By Dexter Johnson - 

An international team of researchers has developed a novel way to produce graphene nanoribbons that enables electrons to travel though it without resistance at room temperature, a property known as ballistic transport. The ballistic transport properties measured by the researchers exceeds previous theoretical limits for graphene by a factor of ten, opening up the potential in the opinion of the researchers for graphene to usher in a new era in electronics despite the material's lack of a band gap. 

The team of researchers, including those at Georgia Institute of Technology along with others from Leibniz Universität Hannover in Germany, the Centre National de la Recherche Scientifique (CNRS) in France and Oak Ridge National Laboratory in the United States, has developed a process for producing graphene nanoribbons on a silicon wafer that results in such high electron mobility that the electrons behave more like photons do when in an optical fiber.

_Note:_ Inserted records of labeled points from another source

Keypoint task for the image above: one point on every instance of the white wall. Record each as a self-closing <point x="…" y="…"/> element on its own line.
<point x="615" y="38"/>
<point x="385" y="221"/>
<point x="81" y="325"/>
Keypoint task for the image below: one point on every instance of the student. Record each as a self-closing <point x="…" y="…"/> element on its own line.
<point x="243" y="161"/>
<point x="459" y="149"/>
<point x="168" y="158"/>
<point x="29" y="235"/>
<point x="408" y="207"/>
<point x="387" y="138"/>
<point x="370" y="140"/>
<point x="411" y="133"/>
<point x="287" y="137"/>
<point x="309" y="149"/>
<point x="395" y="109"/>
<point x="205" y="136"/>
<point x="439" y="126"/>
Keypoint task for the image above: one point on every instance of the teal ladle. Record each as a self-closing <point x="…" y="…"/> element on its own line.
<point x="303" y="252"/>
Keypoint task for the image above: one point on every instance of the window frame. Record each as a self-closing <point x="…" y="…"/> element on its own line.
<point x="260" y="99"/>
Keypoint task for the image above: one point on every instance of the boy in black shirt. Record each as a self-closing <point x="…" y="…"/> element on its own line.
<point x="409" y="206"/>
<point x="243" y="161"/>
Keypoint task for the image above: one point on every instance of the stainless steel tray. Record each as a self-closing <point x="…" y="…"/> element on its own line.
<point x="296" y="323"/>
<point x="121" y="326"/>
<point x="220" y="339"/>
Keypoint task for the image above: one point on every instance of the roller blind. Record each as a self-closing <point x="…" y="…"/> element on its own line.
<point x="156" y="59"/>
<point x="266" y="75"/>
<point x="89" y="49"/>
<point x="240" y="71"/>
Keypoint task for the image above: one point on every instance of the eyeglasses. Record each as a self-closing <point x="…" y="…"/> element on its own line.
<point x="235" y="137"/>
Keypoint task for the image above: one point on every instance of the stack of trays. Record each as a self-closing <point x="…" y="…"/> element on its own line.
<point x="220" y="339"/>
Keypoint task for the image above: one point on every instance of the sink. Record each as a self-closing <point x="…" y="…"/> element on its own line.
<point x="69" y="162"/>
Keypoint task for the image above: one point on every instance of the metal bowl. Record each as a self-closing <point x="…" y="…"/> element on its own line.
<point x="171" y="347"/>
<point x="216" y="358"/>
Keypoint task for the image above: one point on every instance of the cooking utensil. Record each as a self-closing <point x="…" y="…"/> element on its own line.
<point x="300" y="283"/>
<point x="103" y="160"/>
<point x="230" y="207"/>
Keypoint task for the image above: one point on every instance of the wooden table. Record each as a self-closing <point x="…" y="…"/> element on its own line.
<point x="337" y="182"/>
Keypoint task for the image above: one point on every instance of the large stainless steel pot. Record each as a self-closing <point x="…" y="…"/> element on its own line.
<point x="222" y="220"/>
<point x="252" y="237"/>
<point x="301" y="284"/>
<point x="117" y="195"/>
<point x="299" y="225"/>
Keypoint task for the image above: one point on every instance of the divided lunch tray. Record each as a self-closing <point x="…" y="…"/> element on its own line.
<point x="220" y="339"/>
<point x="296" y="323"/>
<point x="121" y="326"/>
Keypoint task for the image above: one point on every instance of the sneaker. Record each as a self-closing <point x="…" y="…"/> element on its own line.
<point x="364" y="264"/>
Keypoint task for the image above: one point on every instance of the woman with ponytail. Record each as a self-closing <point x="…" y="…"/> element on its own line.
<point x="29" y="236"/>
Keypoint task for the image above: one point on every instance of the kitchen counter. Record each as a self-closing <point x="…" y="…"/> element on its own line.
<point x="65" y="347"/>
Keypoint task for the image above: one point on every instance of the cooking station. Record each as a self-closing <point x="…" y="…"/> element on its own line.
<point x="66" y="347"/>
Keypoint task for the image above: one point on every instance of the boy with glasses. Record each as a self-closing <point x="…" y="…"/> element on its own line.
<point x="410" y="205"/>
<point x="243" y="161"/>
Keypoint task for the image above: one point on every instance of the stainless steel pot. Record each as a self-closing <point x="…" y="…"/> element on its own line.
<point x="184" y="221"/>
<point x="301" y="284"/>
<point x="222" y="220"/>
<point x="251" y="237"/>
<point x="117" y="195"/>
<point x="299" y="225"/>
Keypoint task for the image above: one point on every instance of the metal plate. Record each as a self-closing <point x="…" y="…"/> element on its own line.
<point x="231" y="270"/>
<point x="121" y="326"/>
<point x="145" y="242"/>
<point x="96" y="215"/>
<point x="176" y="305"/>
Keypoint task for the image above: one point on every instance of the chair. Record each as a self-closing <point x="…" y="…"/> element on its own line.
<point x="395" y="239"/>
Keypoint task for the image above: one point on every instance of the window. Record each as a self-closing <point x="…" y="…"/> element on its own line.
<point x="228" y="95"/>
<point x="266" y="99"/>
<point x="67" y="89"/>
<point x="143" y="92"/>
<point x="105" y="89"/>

The lack of inherent band gap in graphene—its inability to effectively stop and start the flow of electrons—has remained a major stumbling block in developing it for use in electronics. Of course, there have been various approaches to engineering a band gap into graphene, such as applying a strong electrical field to bilayer graphene. However, Walt de Heer, a Regent's professor in the School of Physics at the Georgia Institute of Technology, believes that we should stop trying to get graphene to behave like silicon, and instead design a new type of electronics that exploits graphene’s unique properties. This is along the lines of what Samsung proposed 18 months agoby developing new switches to exploit graphene’s electron mobility.